Today we used **GridSearchCV** to systematically test a small parameter grid.  
But GridSearch gets expensive if the parameter space is large.  
An alternative is **RandomizedSearchCV**: it samples combinations at random.

**Task:**  
1. Run the provided code that compares GridSearchCV and RandomizedSearchCV.  
2. Note which one is faster, and whether they found similar/better hyperparameters.  
3. Add your reflection in `students/experiment_log.md` under "Run 2".


In [None]:
from sklearn.model_selection import RandomizedSearchCV
from scipy.stats import randint

# Define parameter distributions for RandomizedSearch
param_dist = {
    "n_estimators": randint(50, 300),
    "max_depth": [None, 10, 20, 30],
    "min_samples_split": randint(2, 10)
}

# GridSearch (small grid)
param_grid = {
    "n_estimators": [50, 100, 200],
    "max_depth": [None, 10, 20],
}

grid = GridSearchCV(RandomForestClassifier(random_state=42),
                    param_grid, cv=3, scoring="accuracy", n_jobs=-1)

random_search = RandomizedSearchCV(RandomForestClassifier(random_state=42),
                                   param_dist, n_iter=10, cv=3,
                                   scoring="accuracy", n_jobs=-1,
                                   random_state=42)

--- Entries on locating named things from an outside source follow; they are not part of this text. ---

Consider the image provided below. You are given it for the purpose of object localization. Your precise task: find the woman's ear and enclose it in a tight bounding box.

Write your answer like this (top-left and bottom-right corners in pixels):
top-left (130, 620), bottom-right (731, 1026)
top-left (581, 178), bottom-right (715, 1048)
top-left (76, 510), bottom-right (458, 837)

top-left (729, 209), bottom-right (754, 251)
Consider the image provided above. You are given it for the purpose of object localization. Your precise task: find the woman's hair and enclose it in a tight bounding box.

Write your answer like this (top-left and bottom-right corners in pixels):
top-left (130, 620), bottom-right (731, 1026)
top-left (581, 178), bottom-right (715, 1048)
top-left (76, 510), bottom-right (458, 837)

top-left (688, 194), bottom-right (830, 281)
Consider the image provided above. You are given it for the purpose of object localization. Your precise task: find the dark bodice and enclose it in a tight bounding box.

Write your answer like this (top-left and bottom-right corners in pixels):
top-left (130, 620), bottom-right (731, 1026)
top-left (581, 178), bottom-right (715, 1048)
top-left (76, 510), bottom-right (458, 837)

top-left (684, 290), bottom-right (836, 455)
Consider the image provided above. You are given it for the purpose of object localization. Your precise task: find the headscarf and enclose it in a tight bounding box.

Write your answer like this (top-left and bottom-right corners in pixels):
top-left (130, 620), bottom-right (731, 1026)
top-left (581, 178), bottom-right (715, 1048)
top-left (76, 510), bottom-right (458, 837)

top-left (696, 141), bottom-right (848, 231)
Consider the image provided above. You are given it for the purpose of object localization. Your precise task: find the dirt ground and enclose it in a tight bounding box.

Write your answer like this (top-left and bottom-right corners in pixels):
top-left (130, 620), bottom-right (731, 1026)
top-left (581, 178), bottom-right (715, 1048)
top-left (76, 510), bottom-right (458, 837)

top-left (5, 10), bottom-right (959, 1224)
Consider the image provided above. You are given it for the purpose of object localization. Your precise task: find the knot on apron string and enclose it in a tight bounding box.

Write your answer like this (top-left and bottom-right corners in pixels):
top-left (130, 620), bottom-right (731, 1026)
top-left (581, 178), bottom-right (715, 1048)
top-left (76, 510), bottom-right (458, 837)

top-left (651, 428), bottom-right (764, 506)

print("Running GridSearchCV...")
grid.fit(X_train_final, y_train)

print("Running RandomizedSearchCV...")
random_search.fit(X_train_final, y_train)

print("Best params (GridSearch):", grid.best_params_)
print("Best score (GridSearch):", round(grid.best_score_, 4))

print("Best params (RandomizedSearch):", random_search.best_params_)
print("Best score (RandomizedSearch):", round(random_search.best_score_, 4))


## Reflection Questions
- Which method finished faster? Why?  
- Did they find similar or different best parameters?  
- When would you choose GridSearchCV vs RandomizedSearchCV in practice?